Installer des panneaux photovoltaïques en autoconsommation permet d’utiliser directement l’électricité produite chez soi. Mais quand la production dépasse les besoins (souvent en journée), une question revient souvent : peut-on revendre le surplus d’électricité ? Oui, c’est possible, à condition de respecter certaines démarches et règles contractuelles. Voici l’essentiel à connaître pour décider sereinement.
1) Qu’appelle-t-on « surplus » en autoconsommation photovoltaïque ?
En autoconsommation, votre installation produit de l’électricité que vous consommez en priorité dans le logement. Le surplus correspond à l’énergie :
- produite par les panneaux,
- non consommée instantanément,
- et injectée sur le réseau public.
Ce surplus varie selon la saison, l’ensoleillement, vos usages (présence en journée, équipements, chauffage, etc.) et la puissance installée.
2) Peut-on revendre le surplus d’électricité ? Oui, sous conditions
En France, la revente du surplus est encadrée.
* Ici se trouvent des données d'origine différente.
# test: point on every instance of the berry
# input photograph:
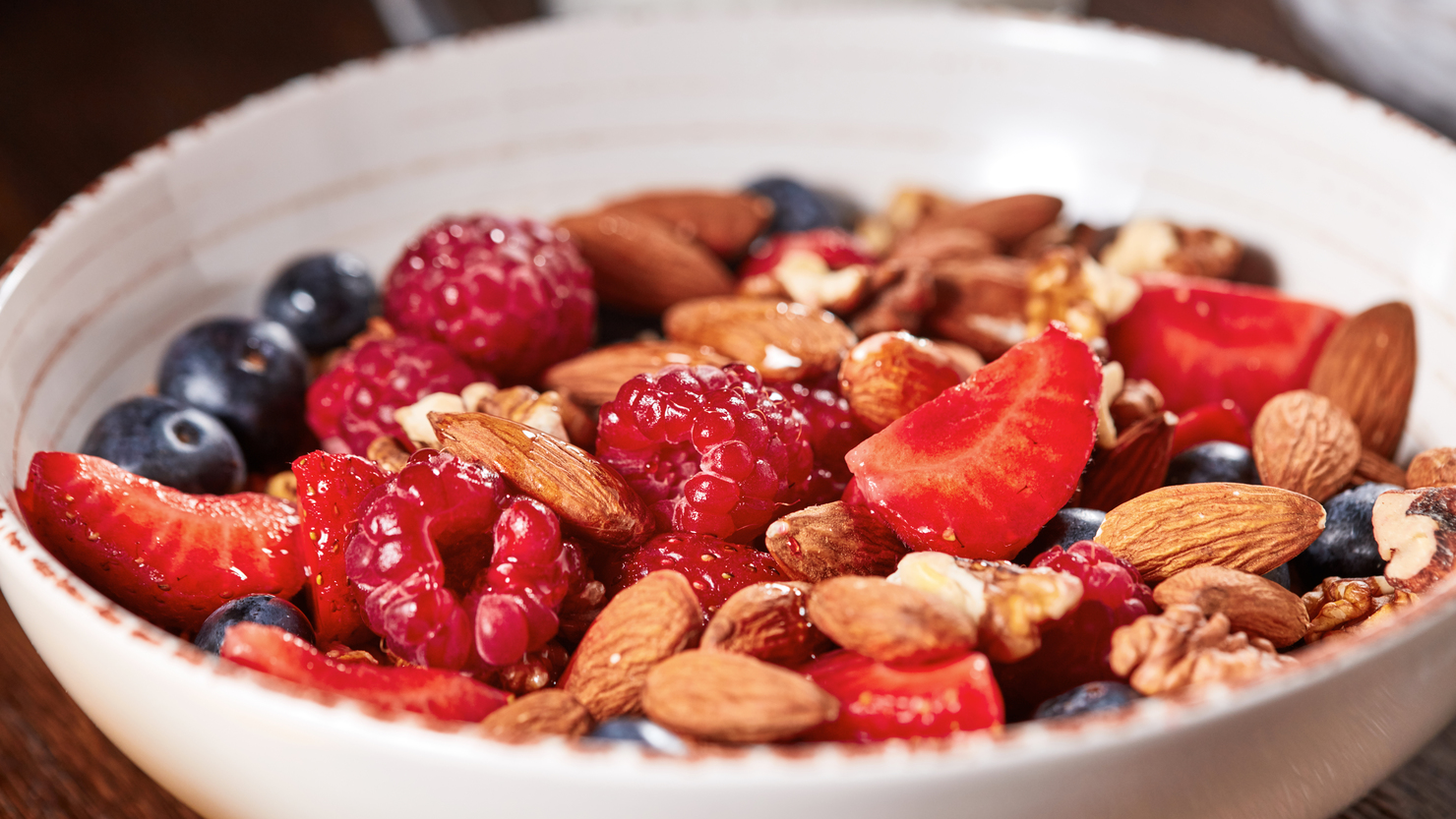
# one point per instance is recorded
(1076, 648)
(324, 300)
(1216, 461)
(1203, 340)
(712, 451)
(331, 489)
(251, 376)
(977, 470)
(442, 694)
(509, 296)
(1088, 698)
(266, 610)
(885, 701)
(170, 442)
(795, 206)
(715, 567)
(169, 556)
(1347, 548)
(354, 402)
Dans la plupart des cas, vous pouvez :
- autoconsommer avec vente du surplus (vous consommez une partie, vous vendez l’excédent),
- ou opter pour la vente totale (vous vendez toute la production et consommez l’électricité du réseau).
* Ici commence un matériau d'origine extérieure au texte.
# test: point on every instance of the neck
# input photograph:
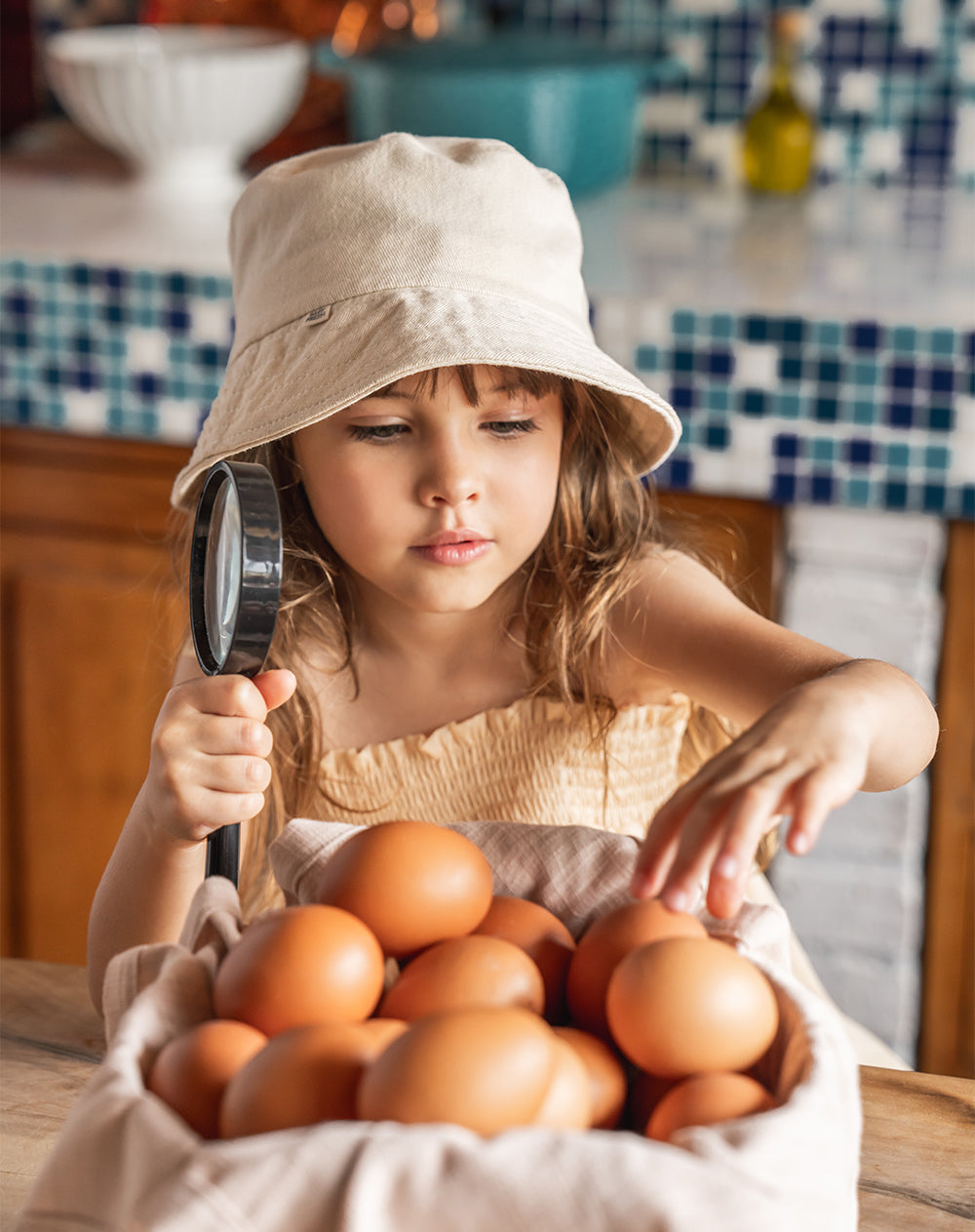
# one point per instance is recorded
(434, 643)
La solution la plus courante en maison individuelle est l’autoconsommation avec vente du surplus.
À noter : la revente ne consiste pas à « choisir un prix libre » : les conditions dépendent du type de contrat et du cadre réglementaire (tarifs, durée, etc.).
3) Qui achète le surplus et comment se passe la vente ?
Le surplus injecté sur le réseau est racheté par un acheteur avec lequel vous signez un contrat (souvent appelé « contrat d’achat »). Selon votre situation, il peut s’agir d’un acteur désigné dans le cadre réglementaire ou d’un autre acheteur habilité.
Le principe de base
- Votre compteur mesure l’énergie injectée (surplus) et l’énergie soutirée (ce que vous achetez au réseau quand les panneaux ne suffisent pas).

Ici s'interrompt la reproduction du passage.